Griffiths traveled extensively throughout the Arctic last spring to interview Inuit hunters and elders about their attitudes on climate change. A small but strong minority is concerned climate change will kill the traditional Inuit way of life - based on hunting and fishing on sea ice - that in turn threatens their identity as a people. "There's a real worry that the physical basis for the culture will be wiped out," Griffiths said. "Hunting will become the equivalent of picnics. It's all over, that way. No longer are they Inuit." Although the majority of Inuit he interviewed believed they would adapt to climate change, Griffiths said he is worried about their culture. "I think there is a real risk of Inuit culture being wiped out," he said, "but when and how fast that happens, I don't really know."

Last week, Louis Fortier, scientific director of the Canadian research network ArcticNet, said the worst case scenarios about melting sea ice are coming true and the Arctic Ocean could be ice-free in summertime as soon as 2010 or 2015. Previous forecasts had pegged the year at 2050. "If reputable scientists are saying that, then (cultural genocide) isn't too strong a term," New Democrat MP Denise Savoie said. "Aside from the loss in terms of nature, it's also a huge loss culturally."

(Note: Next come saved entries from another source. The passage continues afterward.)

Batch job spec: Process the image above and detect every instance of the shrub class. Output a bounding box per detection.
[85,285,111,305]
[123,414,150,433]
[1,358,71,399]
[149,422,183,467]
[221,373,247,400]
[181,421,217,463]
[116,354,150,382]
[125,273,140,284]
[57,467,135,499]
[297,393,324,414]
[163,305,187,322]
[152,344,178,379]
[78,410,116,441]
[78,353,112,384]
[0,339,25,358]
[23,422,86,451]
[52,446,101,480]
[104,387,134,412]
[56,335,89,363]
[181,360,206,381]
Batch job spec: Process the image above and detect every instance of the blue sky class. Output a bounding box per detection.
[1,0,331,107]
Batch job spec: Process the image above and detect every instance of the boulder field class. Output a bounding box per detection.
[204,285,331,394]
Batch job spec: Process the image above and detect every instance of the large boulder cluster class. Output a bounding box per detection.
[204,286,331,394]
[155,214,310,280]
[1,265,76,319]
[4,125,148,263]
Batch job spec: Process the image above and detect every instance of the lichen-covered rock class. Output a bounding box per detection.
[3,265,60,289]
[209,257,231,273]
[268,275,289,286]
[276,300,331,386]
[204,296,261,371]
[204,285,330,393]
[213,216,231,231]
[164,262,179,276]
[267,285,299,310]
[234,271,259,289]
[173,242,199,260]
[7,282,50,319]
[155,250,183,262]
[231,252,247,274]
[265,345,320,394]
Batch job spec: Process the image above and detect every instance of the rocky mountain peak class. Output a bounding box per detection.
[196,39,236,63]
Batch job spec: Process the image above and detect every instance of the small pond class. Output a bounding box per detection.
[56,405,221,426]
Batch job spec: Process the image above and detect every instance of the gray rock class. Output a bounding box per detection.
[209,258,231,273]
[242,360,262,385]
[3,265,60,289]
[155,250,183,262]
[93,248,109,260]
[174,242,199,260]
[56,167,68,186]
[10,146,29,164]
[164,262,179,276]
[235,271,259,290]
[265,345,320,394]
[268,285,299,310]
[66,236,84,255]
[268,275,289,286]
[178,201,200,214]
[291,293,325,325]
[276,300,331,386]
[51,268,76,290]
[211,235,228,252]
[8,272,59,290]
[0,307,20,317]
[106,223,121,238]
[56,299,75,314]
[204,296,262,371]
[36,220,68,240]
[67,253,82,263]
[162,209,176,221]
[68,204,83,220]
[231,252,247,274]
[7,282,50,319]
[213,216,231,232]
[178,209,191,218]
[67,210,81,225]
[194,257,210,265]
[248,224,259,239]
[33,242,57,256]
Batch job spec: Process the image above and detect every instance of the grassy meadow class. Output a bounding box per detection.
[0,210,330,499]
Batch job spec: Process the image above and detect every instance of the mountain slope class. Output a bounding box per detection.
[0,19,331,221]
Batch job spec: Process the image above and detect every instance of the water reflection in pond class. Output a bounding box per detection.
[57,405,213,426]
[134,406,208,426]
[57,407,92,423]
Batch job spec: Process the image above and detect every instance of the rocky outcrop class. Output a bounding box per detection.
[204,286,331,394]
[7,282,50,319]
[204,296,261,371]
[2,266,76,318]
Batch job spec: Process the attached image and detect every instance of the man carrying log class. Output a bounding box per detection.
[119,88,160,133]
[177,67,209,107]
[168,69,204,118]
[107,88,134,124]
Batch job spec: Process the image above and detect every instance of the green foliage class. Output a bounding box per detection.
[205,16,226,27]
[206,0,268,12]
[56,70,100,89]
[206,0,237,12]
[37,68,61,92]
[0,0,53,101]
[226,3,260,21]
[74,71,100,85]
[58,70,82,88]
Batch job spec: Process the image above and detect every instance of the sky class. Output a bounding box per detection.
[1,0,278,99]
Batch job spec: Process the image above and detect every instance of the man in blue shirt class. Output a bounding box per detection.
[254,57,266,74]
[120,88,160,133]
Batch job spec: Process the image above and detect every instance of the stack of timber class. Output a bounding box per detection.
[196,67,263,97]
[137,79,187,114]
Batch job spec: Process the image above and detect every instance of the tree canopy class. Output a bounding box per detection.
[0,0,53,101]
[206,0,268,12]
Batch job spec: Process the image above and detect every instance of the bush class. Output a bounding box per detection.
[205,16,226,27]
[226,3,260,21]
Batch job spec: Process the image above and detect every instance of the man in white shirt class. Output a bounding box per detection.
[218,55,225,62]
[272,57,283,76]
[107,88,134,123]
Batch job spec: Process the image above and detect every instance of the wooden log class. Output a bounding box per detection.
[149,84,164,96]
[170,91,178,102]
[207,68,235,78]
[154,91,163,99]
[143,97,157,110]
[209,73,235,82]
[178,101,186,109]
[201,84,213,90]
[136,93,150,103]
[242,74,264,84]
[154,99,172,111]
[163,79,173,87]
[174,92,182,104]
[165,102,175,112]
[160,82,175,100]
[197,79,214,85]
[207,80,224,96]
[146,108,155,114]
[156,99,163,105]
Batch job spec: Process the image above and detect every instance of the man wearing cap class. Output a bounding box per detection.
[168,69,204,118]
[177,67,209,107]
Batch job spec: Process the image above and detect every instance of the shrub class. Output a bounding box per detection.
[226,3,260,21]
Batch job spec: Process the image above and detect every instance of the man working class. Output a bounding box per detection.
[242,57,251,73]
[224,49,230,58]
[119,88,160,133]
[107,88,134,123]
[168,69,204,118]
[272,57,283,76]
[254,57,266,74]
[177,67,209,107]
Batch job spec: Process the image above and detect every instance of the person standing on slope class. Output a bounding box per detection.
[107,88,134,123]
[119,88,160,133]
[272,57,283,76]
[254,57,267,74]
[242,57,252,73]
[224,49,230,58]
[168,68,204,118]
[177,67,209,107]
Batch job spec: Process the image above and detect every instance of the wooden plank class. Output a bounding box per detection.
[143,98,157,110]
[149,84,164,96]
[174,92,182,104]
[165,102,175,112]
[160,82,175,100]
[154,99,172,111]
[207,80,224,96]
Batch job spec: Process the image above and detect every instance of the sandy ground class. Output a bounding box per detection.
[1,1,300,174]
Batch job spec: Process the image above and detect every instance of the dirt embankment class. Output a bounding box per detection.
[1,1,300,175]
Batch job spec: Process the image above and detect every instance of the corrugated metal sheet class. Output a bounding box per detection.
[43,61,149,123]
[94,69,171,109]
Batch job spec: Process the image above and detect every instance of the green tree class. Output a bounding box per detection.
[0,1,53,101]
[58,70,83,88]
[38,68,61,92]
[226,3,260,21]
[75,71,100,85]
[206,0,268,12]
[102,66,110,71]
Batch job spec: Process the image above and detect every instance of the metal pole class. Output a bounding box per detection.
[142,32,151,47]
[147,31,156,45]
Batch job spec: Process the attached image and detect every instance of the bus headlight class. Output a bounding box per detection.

Bloc Quebecois MP Yvon Levesque, who represents the far north Quebec riding of Abitibi-James-Bay-Nunavik-Eeyou, said he wouldn't use the term "genocide" but he agreed the Inuit culture is threatened by climate change. Levesque said he has seen a change in sea ice himself just in the past three years. In June 2004 the sea ice was against the coast in his riding, and last May it was gone. Liberal MP Larry Bagnell also underscored Griffiths' worry, citing the Gwitchin First Nations people in his Yukon riding who depend on hunting the Porcupine caribou. Their migration patterns and calving are already showing signs of change. "Global warming can easily affect that and it would basically lead to the elimination of the Gwitchin people," Bagnell said. "I would agree that with global warming, we're certainly going to lose the Inuit people as we know them today because obviously their patterns, their life, their culture is going to have to change."

Griffiths said the Inuit could be seen as today's DEW line - the Distant Early Warning system established across the north to warn of imminent Soviet attack. "There is a potential catastrophe coming our way," he told parliamentarians. "What are we doing? We're sitting here eating our scrambled eggs."